First step would be to try to understand the business issues that cause people to avoid deployment.
If we are going to get anywhere we have to recognize that these issues are not only in IETF scope, they are the most important issues for the IETF to consider if the IETF is going to have the real-world relevance that we all hope for.
We have to face the fact that deployment of new protocols has often been a failure and that changes to deployed protocols have failed with even greater frequency.

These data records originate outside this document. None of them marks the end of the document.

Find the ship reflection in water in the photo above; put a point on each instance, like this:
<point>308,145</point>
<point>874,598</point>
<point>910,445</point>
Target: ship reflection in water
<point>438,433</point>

-----Original Message-----
From: saag-bounces at ietf.org on behalf of Peter Gutmann
Sent: Tue 3/3/2009 10:46 AM
To: ekr at networkresonance.com; Nicolas.Williams at sun.com
Cc: mouse at Rodents-Montreal.ORG; saag at ietf.org
Subject: Re: [saag] SHA-1 to SHA-n transition
Eric Rescorla <ekr at networkresonance.com> writes:
>"We must do something. This is something. We must do this."
So you've got the choice between the Polician's Fallacy (the above) and
psychosis ("PKI has been failing for 30 years [0], let's try more of it in the
hope that it suddenly works this time").
I think we need psychiatrists for this more than we need security geeks.
(I don't know the answer either, but admitting you have a problem with your
current approach is always the first step to recovery).
Peter.
[0] Or 20 years if you measure your epoch from X.509 rather than Kohnfelder.